Меня задел тон Хмелева. Маменькин сынок, подумал я. Он, конечно, торопился домой, в трехкомнатную квартиру, согретую теплом и заботой родителей. У него была любящая и нежная мать. Несмотря на болезнь, она никогда не засыпала, не дождавшись и не накормив сына. Да и отец Хмелева, суровый на вид мужчина, заместитель председателя одного из московских райисполкомов, был милейшим человеком. Это он однозначно решил проблему передвижения по городу сына и выложил на «Жигули» все свои сбережения, когда тот внушил ему, что передвижение и продвижение сыщика, особенно молодого, взаимосвязаны. Мне куда было торопиться? Ужин я сам готовил себе, квартиру согревал собственным теплом.
— Саша, ты хочешь стать хорошим сыщиком?
— Я им стану, обещаю. Только ночевать здесь не буду. Сколько лет ты потратил, чтобы войти в десятку лучших? Больше десяти. Я же на это потрачу четыре.
— Торопливость гневит бога и тешит дьявола, говорят на Востоке.
— Мы на Севере. Не двигаясь — замерзнешь. Давай работать. Меня девушка ждет.
…Мне не очень хотелось звонить Каневскому домой, но без его заключения я был как без рук.
— Марк Ильич? Бакурадзе вас беспокоит.
«Вас беспокоит» вырвалось у меня невзначай, и я сразу же пожалел об этом. Сейчас начнет меня отчитывать, подумал я. «Почему «беспокоит»? Вы же звоните мне по делу…» Но к моему удивлению Каневский сказал:
— Сергей Михайлович! Вы не сердитесь на меня, нет?
— Конечно нет, Марк Ильич, — сказал я, немного кривя душой. Конечно же было неприятно его замечание в дверях квартиры Игнатова: «В начале каждого расследования вы проявляете какую-нибудь бестактность». Может быть, это действительно так и было. В начале расследования мною овладевал страх неведения, страх, что мне не удастся разгадать тайну и найти убийцу. С годами я научился управлять своими чувствами, но по-прежнему боялся, что не справлюсь с порученным делом. Может быть, свою беспомощность я прикрывал бравадой?
— Вы что, боитесь не справиться?
— Боюсь, Марк Ильич.
— Между прочим, пора не бояться. Второй десяток все-таки. У меня, кстати, между прочим, этот страх прошел на седьмом году. Вас, конечно, интересуют отпечатки пальцев.
— Конечно.
— Завтра утром спецотдел даст конкретное заключение по всем представленным нами образцам. Преступников было, по крайней мере, двое. В предварительном порядке могу сообщить, что на дверце шкафа обнаружены отпечатки пальцев некоего Кобылина. Кличка Картуз. Дважды судим. Статьи сто сорок четвертая и сто сорок шестая.
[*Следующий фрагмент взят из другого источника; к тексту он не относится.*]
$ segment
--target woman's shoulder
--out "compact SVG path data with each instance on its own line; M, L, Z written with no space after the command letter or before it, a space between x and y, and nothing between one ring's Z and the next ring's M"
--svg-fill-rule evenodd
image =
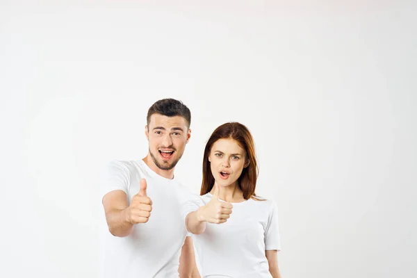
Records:
M275 201L274 201L272 199L266 198L263 196L252 196L252 197L250 199L252 204L256 204L257 206L262 206L268 210L271 209L274 206L277 206Z

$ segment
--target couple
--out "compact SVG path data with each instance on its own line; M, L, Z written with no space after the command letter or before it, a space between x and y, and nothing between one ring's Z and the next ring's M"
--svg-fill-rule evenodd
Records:
M112 161L101 186L109 233L103 276L281 278L275 204L255 195L257 164L247 129L227 123L204 149L200 194L174 179L190 138L190 110L161 99L149 109L142 160Z

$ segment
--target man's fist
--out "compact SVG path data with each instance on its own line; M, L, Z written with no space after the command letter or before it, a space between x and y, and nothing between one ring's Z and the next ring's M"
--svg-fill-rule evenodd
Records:
M147 196L146 180L140 180L140 190L132 197L132 202L128 208L128 221L132 224L146 223L151 216L152 201Z

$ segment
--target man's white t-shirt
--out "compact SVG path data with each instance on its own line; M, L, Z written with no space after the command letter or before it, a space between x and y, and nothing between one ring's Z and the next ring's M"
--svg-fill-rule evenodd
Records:
M130 204L140 190L141 178L146 179L147 195L152 200L151 215L147 222L136 224L132 234L124 238L113 236L107 226L101 229L102 277L179 277L181 249L190 236L181 208L186 200L198 196L174 179L157 174L138 160L112 161L104 184L100 185L101 197L121 190L126 193Z
M201 196L200 205L208 203L211 197L210 193ZM203 234L193 235L202 277L272 277L265 253L281 249L276 204L250 199L232 205L226 222L206 222ZM186 207L185 214L199 206L193 201Z

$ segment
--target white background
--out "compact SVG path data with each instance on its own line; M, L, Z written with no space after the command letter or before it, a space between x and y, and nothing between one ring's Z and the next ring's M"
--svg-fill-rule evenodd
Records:
M284 278L417 276L416 4L133 2L0 1L0 277L98 277L101 167L163 97L196 193L211 131L253 133Z

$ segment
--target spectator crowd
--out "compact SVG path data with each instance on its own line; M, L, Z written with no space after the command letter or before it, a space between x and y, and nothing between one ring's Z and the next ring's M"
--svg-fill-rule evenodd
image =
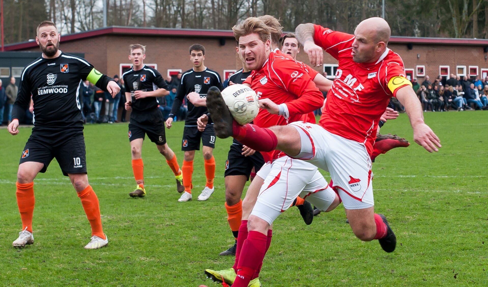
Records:
M426 76L421 84L416 78L412 84L425 112L488 109L488 77L482 81L477 76L461 79L451 74L448 79L439 76L432 82ZM392 102L396 109L402 111L403 107L396 99Z

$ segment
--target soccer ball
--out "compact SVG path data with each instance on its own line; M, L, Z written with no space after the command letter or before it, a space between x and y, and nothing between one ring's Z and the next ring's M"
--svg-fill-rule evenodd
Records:
M236 84L225 88L221 93L232 117L239 124L249 123L258 115L258 96L251 88Z

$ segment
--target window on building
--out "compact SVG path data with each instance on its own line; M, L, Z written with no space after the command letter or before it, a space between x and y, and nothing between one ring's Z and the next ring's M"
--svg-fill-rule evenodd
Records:
M327 79L334 80L335 73L337 71L337 64L324 64L324 72L327 73Z
M14 78L20 78L22 75L22 71L23 71L23 67L12 67L12 76Z
M10 77L10 68L0 67L0 78L8 78L9 77Z
M459 77L466 76L466 66L456 66L456 75Z

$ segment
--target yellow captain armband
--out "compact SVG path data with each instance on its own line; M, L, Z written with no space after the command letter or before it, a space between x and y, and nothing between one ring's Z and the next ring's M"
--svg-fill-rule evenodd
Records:
M408 81L408 79L407 79L405 77L397 76L390 79L390 81L388 82L388 88L390 89L390 91L392 93L394 93L395 90L405 85L408 85L410 86L412 86L412 83Z
M88 77L86 77L86 80L92 84L95 84L103 75L103 74L97 71L95 68L93 68L90 72L90 74L88 74ZM389 85L388 86L389 86Z

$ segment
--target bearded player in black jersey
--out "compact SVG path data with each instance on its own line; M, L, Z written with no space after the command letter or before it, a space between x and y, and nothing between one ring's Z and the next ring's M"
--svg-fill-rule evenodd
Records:
M169 94L167 84L157 70L144 64L146 46L140 44L129 46L129 60L132 68L122 75L125 83L125 109L132 110L129 123L129 141L132 155L132 170L137 186L129 194L132 197L146 195L144 188L144 164L141 157L142 142L146 134L156 144L159 152L166 158L176 179L176 189L182 193L183 178L176 155L168 146L164 133L164 120L158 107L156 97Z
M22 247L34 243L34 179L39 172L45 172L55 158L63 174L69 177L91 226L92 237L85 248L97 249L106 246L108 240L102 226L98 198L86 174L78 93L85 80L112 97L120 88L113 79L101 73L84 59L60 50L60 38L52 22L43 21L38 26L36 41L42 55L22 72L13 119L8 125L12 135L19 133L19 120L29 107L32 94L34 127L22 152L17 173L16 195L22 230L12 245Z
M198 94L203 100L206 97L208 88L212 86L223 89L222 82L219 73L207 68L203 64L205 60L205 47L195 44L190 47L190 61L193 67L182 75L180 86L173 103L169 118L166 121L166 126L170 128L173 118L180 109L185 97L192 92ZM188 113L183 130L182 150L184 151L184 160L182 170L183 171L183 185L184 192L178 200L179 202L191 200L192 175L193 173L193 159L195 151L200 149L200 140L203 145L203 160L204 160L205 176L206 184L205 188L198 196L198 200L208 199L214 192L213 180L215 175L215 161L213 151L215 147L215 132L211 124L203 132L199 131L197 120L203 114L207 113L204 106L197 107L188 102Z

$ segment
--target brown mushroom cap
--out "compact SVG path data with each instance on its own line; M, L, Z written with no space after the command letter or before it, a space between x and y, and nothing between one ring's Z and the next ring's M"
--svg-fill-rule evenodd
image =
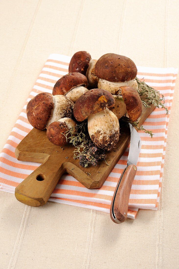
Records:
M107 53L98 60L95 67L96 76L111 82L124 82L135 78L137 70L134 62L127 57Z
M29 122L38 130L45 129L54 108L51 93L39 93L29 101L27 106L27 115Z
M72 56L68 68L69 73L76 72L86 75L86 71L91 59L91 55L87 51L78 51Z
M53 89L53 95L65 95L72 89L81 85L87 86L88 81L86 77L80 73L67 74L57 82Z
M131 87L122 86L120 89L129 118L132 121L135 121L142 112L142 105L139 94Z
M78 121L83 121L89 115L114 105L114 100L108 91L93 89L82 95L73 107L73 115Z
M64 146L67 143L66 137L63 134L68 130L65 122L54 122L48 126L47 130L47 136L53 144L57 146Z

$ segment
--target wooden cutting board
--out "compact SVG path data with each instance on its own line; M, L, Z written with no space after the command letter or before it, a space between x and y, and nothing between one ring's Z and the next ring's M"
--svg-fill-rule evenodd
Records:
M139 120L141 126L155 108L143 106ZM88 189L100 188L122 155L130 141L129 128L123 128L115 148L107 153L106 160L97 166L86 168L80 166L78 160L73 158L74 147L68 145L61 147L48 140L46 131L33 129L17 147L16 156L20 161L42 163L16 188L18 200L33 206L47 201L62 175L65 172L74 177Z

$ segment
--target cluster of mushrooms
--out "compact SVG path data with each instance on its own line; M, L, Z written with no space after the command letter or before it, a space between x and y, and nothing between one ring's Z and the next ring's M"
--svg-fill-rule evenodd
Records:
M71 58L69 72L57 82L52 94L40 93L29 102L29 122L38 130L46 128L50 141L63 146L69 143L64 134L72 128L75 132L77 124L87 118L92 140L110 150L119 140L119 119L127 114L134 122L142 113L135 64L114 53L97 61L79 51Z

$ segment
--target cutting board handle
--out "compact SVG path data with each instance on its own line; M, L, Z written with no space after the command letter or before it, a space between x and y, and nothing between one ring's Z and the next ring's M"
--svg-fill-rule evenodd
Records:
M61 161L58 163L57 158L50 156L16 188L15 195L18 201L35 207L47 203L65 171Z

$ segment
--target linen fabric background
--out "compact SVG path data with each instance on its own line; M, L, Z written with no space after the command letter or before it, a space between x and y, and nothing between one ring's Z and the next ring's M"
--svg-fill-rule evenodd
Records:
M178 67L176 0L0 2L1 151L52 53L112 52L141 66ZM179 260L178 76L160 203L134 221L48 202L30 208L0 192L0 268L177 268Z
В одно мгновение рухнула выстроенная мною версия об убийстве Игнатова его знакомыми. Не мог Игнатов знаться с рецидивистом. Но почему Игнатов впустил преступников? Они не только вошли в квартиру. Они без борьбы прошли через коридор в гостиную… И эти статьи Уголовного кодекса: 144-я — кража, 146-я — разбой.
— В какой последовательности он привлекался?
— Сначала по сто сорок шестой.
Кто же звонил автомеханику Коробову?
— Марк Ильич, а отпечатки на телефонном аппарате? — осторожно спросил я.
— Идентичны с отпечатками пальцев Игнатова.
— Ну и дела! — только и мог произнести я.
— Между прочим, наши дела всегда такие. Вы со мной не согласны, нет?